While dynamic languages offer undeniable coding benefits, they do have limitations. Managers bringing dynamic languages into the enterprise development mix must bear these shortcomings in mind when matching technologies to specific software projects.
Scalability. Python and Ruby both use their own VMs, neither of which is suited to threading — in fact, they offer little support for it. So, apps that require many parallel threads will not fare well with Python or Ruby. Moreover, hardware resources, such as multiple cores and multiple processors, will not be used efficiently because these VMs are not capable of leveraging this hardware effectively. Because of this, many Ruby enthusiasts are turning to JRuby, a Sun-sponsored open source project for running Ruby on the Java VM, which offers excellent threading support. JRuby is far enough along that it can be used for in-house projects and pilots.

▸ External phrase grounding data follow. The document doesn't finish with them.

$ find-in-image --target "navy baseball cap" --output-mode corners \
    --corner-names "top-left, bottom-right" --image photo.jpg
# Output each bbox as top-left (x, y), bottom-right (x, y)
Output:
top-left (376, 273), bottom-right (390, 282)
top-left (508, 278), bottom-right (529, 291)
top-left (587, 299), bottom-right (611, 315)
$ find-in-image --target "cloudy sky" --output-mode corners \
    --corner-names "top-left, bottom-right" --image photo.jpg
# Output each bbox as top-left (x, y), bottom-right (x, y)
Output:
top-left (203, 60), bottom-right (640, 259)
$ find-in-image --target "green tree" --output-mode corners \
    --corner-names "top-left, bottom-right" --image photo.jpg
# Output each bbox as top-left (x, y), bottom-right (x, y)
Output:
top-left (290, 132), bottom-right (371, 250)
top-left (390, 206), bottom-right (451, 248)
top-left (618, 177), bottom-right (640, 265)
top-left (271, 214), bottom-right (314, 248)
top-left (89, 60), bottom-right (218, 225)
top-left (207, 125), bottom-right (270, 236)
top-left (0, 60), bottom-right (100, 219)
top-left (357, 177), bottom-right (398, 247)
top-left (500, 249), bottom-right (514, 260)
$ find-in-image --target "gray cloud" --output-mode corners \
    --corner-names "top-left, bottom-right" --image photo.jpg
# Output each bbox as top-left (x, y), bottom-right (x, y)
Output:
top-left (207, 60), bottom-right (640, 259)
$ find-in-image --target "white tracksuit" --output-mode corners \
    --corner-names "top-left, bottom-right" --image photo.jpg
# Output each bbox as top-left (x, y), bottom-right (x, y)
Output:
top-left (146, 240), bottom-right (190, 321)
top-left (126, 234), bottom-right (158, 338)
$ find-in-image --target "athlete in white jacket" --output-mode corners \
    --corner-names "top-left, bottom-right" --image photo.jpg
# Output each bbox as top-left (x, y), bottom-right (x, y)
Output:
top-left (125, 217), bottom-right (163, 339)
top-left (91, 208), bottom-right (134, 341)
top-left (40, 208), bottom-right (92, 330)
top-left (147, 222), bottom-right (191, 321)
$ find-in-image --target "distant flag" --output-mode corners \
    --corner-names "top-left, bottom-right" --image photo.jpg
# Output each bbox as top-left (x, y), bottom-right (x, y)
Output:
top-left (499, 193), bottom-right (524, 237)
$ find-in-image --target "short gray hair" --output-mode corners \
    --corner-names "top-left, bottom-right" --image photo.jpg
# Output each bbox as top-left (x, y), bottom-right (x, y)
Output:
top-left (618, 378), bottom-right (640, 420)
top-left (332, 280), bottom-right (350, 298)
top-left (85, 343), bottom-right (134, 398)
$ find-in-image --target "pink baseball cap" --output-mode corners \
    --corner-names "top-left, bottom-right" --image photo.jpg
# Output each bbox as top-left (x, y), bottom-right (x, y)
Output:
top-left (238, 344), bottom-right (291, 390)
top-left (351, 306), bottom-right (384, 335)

Performance. None of the main dynamic languages uses a VM that has been optimized as extensively as the JVM. As a result, these languages run far more slowly than Java. Other factors, such as language features, also affect performance. The regularly updated language benchmark shootout for the Linux community shows that across an extensive collection of tests, Java runs at 1.8 times the speed of compiled C; Lua (using a JIT compiler), at 3 times; Python, at 6.7 times; PHP, at 7 times; Perl, at 9.8 times; and Ruby, at 16 times. So, where performance is critical, Java or a compiled language will fare far better than any dynamic language (except Lua with a JIT).

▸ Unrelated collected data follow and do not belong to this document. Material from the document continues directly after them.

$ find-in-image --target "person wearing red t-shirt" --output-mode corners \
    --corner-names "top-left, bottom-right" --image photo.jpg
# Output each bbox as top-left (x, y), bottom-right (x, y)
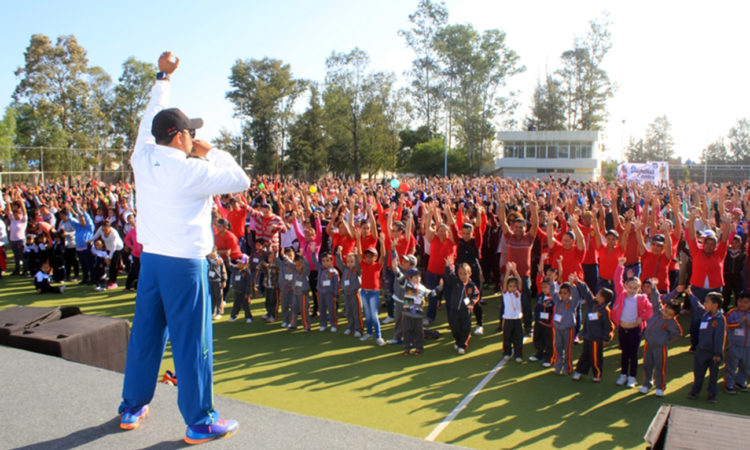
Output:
top-left (499, 198), bottom-right (539, 335)
top-left (578, 211), bottom-right (600, 293)
top-left (214, 218), bottom-right (243, 299)
top-left (356, 230), bottom-right (387, 346)
top-left (326, 205), bottom-right (357, 258)
top-left (593, 219), bottom-right (625, 296)
top-left (547, 215), bottom-right (585, 282)
top-left (636, 219), bottom-right (673, 294)
top-left (423, 202), bottom-right (457, 324)
top-left (613, 203), bottom-right (642, 278)
top-left (214, 218), bottom-right (243, 261)
top-left (685, 210), bottom-right (731, 350)
top-left (225, 196), bottom-right (249, 242)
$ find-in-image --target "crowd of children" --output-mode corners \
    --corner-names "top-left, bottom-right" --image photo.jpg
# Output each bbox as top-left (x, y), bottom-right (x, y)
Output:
top-left (5, 174), bottom-right (750, 405)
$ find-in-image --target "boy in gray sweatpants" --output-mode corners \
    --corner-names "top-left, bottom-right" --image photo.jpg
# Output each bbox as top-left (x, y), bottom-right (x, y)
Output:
top-left (312, 247), bottom-right (340, 332)
top-left (724, 292), bottom-right (750, 393)
top-left (278, 248), bottom-right (296, 327)
top-left (552, 281), bottom-right (580, 375)
top-left (639, 284), bottom-right (682, 396)
top-left (207, 248), bottom-right (226, 318)
top-left (228, 255), bottom-right (254, 323)
top-left (388, 247), bottom-right (417, 345)
top-left (336, 247), bottom-right (362, 337)
top-left (290, 255), bottom-right (311, 331)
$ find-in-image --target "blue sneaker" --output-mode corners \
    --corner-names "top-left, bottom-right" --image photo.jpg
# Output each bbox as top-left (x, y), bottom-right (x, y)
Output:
top-left (184, 419), bottom-right (239, 444)
top-left (120, 405), bottom-right (149, 430)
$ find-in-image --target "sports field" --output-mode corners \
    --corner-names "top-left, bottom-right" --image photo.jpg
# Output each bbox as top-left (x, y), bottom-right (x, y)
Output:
top-left (2, 274), bottom-right (747, 449)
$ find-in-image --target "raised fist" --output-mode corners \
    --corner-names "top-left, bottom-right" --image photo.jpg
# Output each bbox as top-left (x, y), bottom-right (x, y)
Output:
top-left (158, 51), bottom-right (180, 74)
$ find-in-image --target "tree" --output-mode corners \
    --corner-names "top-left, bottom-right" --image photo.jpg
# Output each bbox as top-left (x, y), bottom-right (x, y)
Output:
top-left (226, 57), bottom-right (304, 174)
top-left (728, 118), bottom-right (750, 163)
top-left (398, 125), bottom-right (432, 168)
top-left (702, 139), bottom-right (729, 164)
top-left (0, 108), bottom-right (17, 171)
top-left (600, 158), bottom-right (618, 181)
top-left (323, 48), bottom-right (369, 179)
top-left (212, 128), bottom-right (244, 163)
top-left (557, 15), bottom-right (614, 130)
top-left (112, 57), bottom-right (156, 151)
top-left (644, 115), bottom-right (674, 161)
top-left (287, 85), bottom-right (328, 179)
top-left (399, 0), bottom-right (448, 139)
top-left (13, 34), bottom-right (112, 177)
top-left (406, 138), bottom-right (469, 175)
top-left (625, 137), bottom-right (646, 163)
top-left (527, 74), bottom-right (566, 130)
top-left (433, 24), bottom-right (523, 174)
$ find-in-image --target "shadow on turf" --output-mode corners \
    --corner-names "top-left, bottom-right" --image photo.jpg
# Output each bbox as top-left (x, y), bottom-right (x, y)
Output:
top-left (427, 347), bottom-right (653, 448)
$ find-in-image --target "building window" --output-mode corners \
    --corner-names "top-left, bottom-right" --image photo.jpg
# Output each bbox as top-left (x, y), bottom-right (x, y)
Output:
top-left (536, 168), bottom-right (574, 174)
top-left (537, 142), bottom-right (547, 158)
top-left (558, 142), bottom-right (569, 159)
top-left (525, 143), bottom-right (536, 158)
top-left (504, 142), bottom-right (524, 158)
top-left (581, 144), bottom-right (592, 158)
top-left (571, 143), bottom-right (581, 158)
top-left (547, 142), bottom-right (558, 159)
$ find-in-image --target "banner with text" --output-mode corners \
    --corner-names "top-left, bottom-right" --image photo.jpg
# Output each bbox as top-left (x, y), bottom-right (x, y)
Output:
top-left (617, 161), bottom-right (669, 185)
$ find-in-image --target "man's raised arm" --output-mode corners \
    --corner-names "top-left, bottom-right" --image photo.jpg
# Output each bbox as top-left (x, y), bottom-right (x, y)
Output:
top-left (132, 52), bottom-right (180, 156)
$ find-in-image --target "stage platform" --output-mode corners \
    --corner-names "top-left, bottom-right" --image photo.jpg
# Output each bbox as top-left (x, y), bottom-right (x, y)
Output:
top-left (1, 346), bottom-right (455, 449)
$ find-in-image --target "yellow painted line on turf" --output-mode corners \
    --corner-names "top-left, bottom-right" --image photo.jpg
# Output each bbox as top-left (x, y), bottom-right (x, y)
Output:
top-left (425, 357), bottom-right (507, 442)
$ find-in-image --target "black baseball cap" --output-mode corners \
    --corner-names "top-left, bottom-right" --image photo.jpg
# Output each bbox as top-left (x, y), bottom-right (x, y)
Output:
top-left (152, 108), bottom-right (204, 143)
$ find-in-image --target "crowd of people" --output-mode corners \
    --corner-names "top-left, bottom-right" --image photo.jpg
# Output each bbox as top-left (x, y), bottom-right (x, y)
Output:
top-left (2, 173), bottom-right (749, 403)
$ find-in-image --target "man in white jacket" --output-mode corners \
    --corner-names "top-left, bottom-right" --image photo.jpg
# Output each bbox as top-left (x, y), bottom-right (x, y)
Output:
top-left (118, 51), bottom-right (248, 444)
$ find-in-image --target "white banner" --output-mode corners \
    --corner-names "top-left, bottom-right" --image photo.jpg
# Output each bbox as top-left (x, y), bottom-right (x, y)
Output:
top-left (617, 161), bottom-right (669, 185)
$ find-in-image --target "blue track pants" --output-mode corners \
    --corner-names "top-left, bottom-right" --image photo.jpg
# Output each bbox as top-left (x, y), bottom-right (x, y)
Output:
top-left (118, 253), bottom-right (218, 426)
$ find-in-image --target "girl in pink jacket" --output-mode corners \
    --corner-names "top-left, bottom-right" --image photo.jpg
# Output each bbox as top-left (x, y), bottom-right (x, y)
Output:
top-left (612, 258), bottom-right (653, 388)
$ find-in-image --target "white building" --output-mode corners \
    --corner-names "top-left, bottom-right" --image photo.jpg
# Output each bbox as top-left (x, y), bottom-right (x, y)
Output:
top-left (494, 130), bottom-right (601, 182)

Development tools. Developers accustomed to the feature sets of Visual Studio .Net or the leading Java IDEs will be surprised by the lack of equivalent environments for dynamic languages. The best IDE for Perl, Python, and Ruby today is ActiveState’s newly released Komodo IDE 4.0. Komodo’s primary competitors are single-language tools. Worthwhile open source tools for most of these languages do not yet exist, as there is no single equivalent of Eclipse or NetBeans, although both of those environments have plug-ins that support various dynamic languages.
Developer communities. Although premier dynamic languages such as Perl, Python, and Ruby have active, thriving communities, none approaches the size of those for mainstream languages such as C, C++, and Java. Only PHP comes close. These smaller communities mean a smaller pool of developers to draw from when hiring for specific language skills. Fortunately, dynamic languages are generally easier to learn. As such, in-house staff can be cross-trained fairly quickly. And although they won’t be experts overnight, newly trained staff can contribute right away, thanks to the innate productivity of the languages.